The iron fertilization hypothesis is simple and elegant: phytoplankton in the Southern Ocean are iron-limited; melting Antarctic ice delivers iron; more iron means more phytoplankton, more carbon uptake, a negative feedback on warming. The hypothesis has driven decades of research, several geoengineering proposals, and a persistent hope that the ocean might partially buffer climate change on its own.
Struve and Winckler analyzed a sediment core spanning 500,000 years from the Pacific sector of the Southern Ocean. Iron input peaked during warm intervals, exactly when you'd expect if icebergs were delivering it. But algae productivity did not increase. In fact, the correlation runs the opposite direction — more iceberg-delivered iron, less carbon uptake.
The resolution is mineralogical. Beneath the West Antarctic Ice Sheet sits geologically ancient, highly weathered bedrock. When icebergs calve and scrape across this substrate, they transport minerals that are iron-rich in total but iron-poor in bioavailable form. The weathering has already converted the soluble iron into insoluble oxides. The ocean gets flooded with iron it cannot use.
This is a sign error created by measuring the wrong variable. Total iron and bioavailable iron have opposite relationships to warming in this system: warming increases total iron delivery (more calving, more iceberg transport) while simultaneously ensuring that the delivered iron is geochemically useless (the source rock is more weathered in warmer conditions).
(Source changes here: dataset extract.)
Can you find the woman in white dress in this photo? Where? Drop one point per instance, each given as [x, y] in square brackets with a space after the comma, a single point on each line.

The quantity goes up. The quality goes down. The product — which is what the phytoplankton actually respond to — goes down. Models built on total iron predict the wrong sign.
The pattern appears elsewhere. E. coli chemosensing was assumed to be limited by the external molecule arrival rate (the Berg-Purcell limit); the actual bottleneck is internal signal transduction noise, which operates at a hundred times lower capacity. Cleaner wrasse mirror tests measured habituation time and called it cognitive development time. Morphological taxonomy counts species at a resolution that is exactly half the genetic species resolution, consistently, across all vertebrate groups.
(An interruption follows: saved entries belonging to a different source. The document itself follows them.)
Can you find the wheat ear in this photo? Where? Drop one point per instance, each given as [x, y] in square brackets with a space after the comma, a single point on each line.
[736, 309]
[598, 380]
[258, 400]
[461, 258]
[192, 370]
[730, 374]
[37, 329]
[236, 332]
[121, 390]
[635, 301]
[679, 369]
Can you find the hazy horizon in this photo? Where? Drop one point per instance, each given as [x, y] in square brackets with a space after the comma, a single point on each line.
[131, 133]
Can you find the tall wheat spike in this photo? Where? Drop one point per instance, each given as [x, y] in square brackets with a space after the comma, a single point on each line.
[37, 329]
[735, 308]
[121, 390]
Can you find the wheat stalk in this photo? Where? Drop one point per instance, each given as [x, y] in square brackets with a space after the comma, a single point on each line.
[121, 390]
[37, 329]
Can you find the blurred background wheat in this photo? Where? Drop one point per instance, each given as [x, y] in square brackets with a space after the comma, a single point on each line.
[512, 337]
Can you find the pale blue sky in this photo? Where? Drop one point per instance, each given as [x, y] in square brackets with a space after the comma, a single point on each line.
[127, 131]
In each case, the obvious variable is easier to measure than the correct one. Total iron is measurable by mass spectrometry on sediment cores. Bioavailable iron requires chemical speciation analysis under conditions that match the actual ocean environment. The easier measurement is more publishable, generates more data, and builds a larger literature — which makes it harder to question.
The iron fertilization geoengineering proposals were built on the total-iron assumption. If the wrong-sign feedback holds, dumping iron into the Southern Ocean won't increase carbon uptake — it depends on the form of iron, not the amount. The variable selection bias doesn't just produce wrong academic conclusions. It produces wrong interventions.